By Andru McCracken, EDITOR
I’ve pretty much given up on social media as a sort of vehicle that, by its very existence would somehow help humanity. As it turns out, it’s mostly just a massive timesuck eating away at what is real, and devouring what’s most precious: time. Social media is an endless well of half-truths and flat out lies we like to tell ourselves, a dangerous way to organize ourselves into bubbles, classes, marketing segments. Our profiles there are a projection of the life we really wish we were living. In reality we are glued to our devices losing much of our connection to reality. If the philosopher Friedrich Nietzsche was made to suffer through this age, he would have probably ranked social media lower than religion… and he didn’t like religion very much.
But recently, with the help of a friend I stumbled across one teensy little light on the internet: the BC Whiskey Wizards. There I found grown men sharing their fear, anguish, rage and helplessness.
If there is one thing that is notably missing in the boundaryless age of social media it is actual sharing.
The BC Whiskey Wizards’ feed on Facebook puts a new twist on something as old as time.
Here, men post the things that have got them down, what’s got them worried, what they are struggling with, what they’ve done about it, and sometimes how their actions have failed.
Sometimes they are just venting, wanting to be heard. Sometimes they are asking for advice. Sometimes they are just grieving a loss or a partner or a friendship.
What unites all of these things in the weird little world of wizards is this: None of these things are supposed to be talked about.
Most of us guys are counselled hard from an early age never to talk about what’s weighing on them, our fears, or our weaknesses.
But, maybe in the same way we can type such awful comments on the most mundane things without considering other people’s feelings, social media allows some guys to type out what is actually on their minds and hearts without a filter.
It’s not that this is the first time someone has ever attempted to provide solace to guys or to get them to talk. There are lots of programs (in bigger places) to help guys work out their feelings and understand themselves, but what Tommy Gunn-Smith and his friend Ron Tuck have going on in spades is that they’re just two dudes that like whiskey.
Tommy demolishes stuff and ties rebar for a living. He’s not a white collar program manager with a fist full of degrees in psychology. He’s a blue collar dad and step dad trying to keep the peace at home, trying his best not to fight with his wife. And as he’s setting up an anonymous whiskey gift service for people down on their luck and going crazy with COVID-19, he happens to notice other men in his position.
He and his friend accidentally built something really big. As big as a hot tub time machine.
Every once in a while, the internet spits out another gamechanger. Wikipedia was one in my books (hey it’s not perfect, but it’s pretty damn good).

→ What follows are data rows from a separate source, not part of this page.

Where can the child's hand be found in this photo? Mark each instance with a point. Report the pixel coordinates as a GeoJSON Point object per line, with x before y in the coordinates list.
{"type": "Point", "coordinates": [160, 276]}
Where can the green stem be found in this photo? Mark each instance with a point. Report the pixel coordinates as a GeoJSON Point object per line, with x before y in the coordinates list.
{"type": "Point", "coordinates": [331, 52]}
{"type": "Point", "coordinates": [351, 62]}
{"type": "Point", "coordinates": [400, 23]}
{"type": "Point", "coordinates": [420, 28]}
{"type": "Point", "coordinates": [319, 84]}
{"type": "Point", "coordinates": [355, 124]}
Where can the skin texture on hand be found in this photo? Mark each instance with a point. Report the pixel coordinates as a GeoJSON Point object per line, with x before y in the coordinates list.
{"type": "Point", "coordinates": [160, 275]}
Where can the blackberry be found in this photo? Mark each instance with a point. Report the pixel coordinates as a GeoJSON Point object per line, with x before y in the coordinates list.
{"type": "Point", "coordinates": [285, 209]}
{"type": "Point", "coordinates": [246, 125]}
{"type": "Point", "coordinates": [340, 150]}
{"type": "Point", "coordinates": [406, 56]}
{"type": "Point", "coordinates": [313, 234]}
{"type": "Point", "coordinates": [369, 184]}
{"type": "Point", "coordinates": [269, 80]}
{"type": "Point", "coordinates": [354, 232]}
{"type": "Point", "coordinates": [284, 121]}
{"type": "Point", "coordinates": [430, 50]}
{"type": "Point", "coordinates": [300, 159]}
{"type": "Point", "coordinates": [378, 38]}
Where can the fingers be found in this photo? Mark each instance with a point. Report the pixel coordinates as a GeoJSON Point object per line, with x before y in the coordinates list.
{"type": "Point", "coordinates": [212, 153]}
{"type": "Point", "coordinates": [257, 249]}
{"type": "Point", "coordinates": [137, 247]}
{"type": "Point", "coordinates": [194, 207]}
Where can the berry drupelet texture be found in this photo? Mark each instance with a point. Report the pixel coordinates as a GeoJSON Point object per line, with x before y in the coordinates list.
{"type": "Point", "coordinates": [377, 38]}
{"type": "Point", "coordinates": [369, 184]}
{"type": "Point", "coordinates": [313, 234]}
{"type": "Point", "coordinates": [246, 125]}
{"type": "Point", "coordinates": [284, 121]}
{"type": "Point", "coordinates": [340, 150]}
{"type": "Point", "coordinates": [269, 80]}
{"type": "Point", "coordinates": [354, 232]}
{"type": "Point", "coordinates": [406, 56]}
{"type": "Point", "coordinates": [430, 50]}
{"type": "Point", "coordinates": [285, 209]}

This is another.
The fact that the program got started by guys who thought it would be cool to have a bottle of whiskey and a couple joints show up on their doorstep once in a while is a big reason the project has merit.
Like anything, your mileage will vary. There is an awful lot of, emmm, un-professional advice.
The answers on ‘how do I get to sleep” range from ‘read a book’ to ‘get stoned and drunk before bed.’
One dad of a four year old asked how if the “F” could he get his four year old to sleep and I was in the middle of typing an answer (I also have a four year old at home) and I suddenly realized, I don’t have a bleeping clue.
Mansplaining here comes with the territory.
But even though all the answers aren’t genius, the fact that men of my generation are getting the opportunity to say what it is that is grinding on them? That’s new.
If Nietzsche were alive for this one, I’m thinking he’d be getting a lot of relationship advice and even better I’ll bet some dudes would drop off a basket of whiskey and weed.
Whiskey and weed really won’t solve anything, mostly they just complicate issues that are complicated enough, but having a chance to talk about the issues that are weighing you down with people that will listen, that’s really good. And even in this connected age, it’s hard to find.